In the span of six months, the US formally admitted defeat to a band of medieval extremists, then allowed a Russian dictator to invade Europe. Both were met with uneasiness, but a nagging sense that there was very little the US could do to fundamentally change the situation. 

To an American in 1991, this United States would be difficult to recognize. Then, we were the world leader, fresh off of victories in the Cold War and an exceptionally quick and successful war in the Persian Gulf. After decades of wrangling, the USSR was defeated and the Middle East could be molded into stability. 

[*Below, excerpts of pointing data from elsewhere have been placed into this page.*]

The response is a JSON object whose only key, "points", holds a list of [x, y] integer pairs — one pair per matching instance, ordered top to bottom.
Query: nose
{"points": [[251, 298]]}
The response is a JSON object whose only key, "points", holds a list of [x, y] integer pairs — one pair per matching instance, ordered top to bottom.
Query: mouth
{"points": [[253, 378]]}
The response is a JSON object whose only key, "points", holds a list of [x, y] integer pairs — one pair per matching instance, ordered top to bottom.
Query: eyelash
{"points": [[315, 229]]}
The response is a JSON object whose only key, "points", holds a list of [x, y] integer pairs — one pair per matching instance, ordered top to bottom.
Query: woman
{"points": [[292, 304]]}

Now, the United States is a reluctant power; it remains economically and militarily mighty, but it’s lost its confidence. We are skeptical of our own potential to do good, and doubtful of our ability to determine world history.

Nothing in world affairs stays the same for long, and changing economic conditions, social values, and geopolitical realities have forced the US into an unfamiliar position. But this drift has caused something more important—a psychological revolution in what it means to be American and what we believe our country is capable of. The world order is shifting under our feet, and we’re helping it along.

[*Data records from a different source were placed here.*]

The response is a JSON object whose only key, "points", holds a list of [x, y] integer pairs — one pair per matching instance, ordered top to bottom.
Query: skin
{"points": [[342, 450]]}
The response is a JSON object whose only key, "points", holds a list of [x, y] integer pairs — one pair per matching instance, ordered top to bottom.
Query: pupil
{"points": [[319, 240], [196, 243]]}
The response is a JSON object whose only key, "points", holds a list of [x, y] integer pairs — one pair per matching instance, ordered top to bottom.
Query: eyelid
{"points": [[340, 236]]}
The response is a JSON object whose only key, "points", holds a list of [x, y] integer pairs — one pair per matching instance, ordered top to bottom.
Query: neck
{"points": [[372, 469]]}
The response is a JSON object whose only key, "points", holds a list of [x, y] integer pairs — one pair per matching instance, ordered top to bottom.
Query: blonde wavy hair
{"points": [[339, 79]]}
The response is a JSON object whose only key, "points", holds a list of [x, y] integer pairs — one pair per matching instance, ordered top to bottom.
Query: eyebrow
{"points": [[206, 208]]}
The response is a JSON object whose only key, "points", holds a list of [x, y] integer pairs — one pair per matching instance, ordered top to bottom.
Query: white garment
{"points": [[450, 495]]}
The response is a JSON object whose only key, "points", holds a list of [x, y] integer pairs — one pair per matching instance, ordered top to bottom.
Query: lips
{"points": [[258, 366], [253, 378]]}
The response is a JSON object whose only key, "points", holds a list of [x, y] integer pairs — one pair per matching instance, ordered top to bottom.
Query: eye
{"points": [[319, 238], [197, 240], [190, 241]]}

From Hegemon to Reluctant Power

When the 21st century began, the US was undoubtedly the most powerful country in the world overseeing what promised to be a durable peace. Then came September 11th. Al Qaeda was to blame, the Taliban harbored them, and they threatened America.

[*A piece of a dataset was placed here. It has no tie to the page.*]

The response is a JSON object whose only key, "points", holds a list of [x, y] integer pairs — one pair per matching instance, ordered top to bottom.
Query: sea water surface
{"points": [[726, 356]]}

On September 14, 2001, President Bush stood atop the rubble of the World Trade Center with his arm around a first responder. He bellowed through a megaphone to the men and women digging corpses from the ruin that “the people who knocked these buildings down will hear all of us soon!” Cable networks played the video of the towers falling on an endless loop. Three weeks later we were bombing Afghanistan. Bush’s approval sat at 89 percent

A zealous and overconfident nation marched into two wars in the Middle East. “We’re going to stand up an interim Iraqi government, hand power over to them, and get out of there in three to four months,” an official explained. What happened instead was a loss of American innocence. 

Barely a year into the war in Iraq, photographs depicting torture at Abu Ghraib prison shocked Americans. Successive troop surges under the Bush and Obama administrations led to limited progress and more death. America’s ability to wage a just war became doubtful.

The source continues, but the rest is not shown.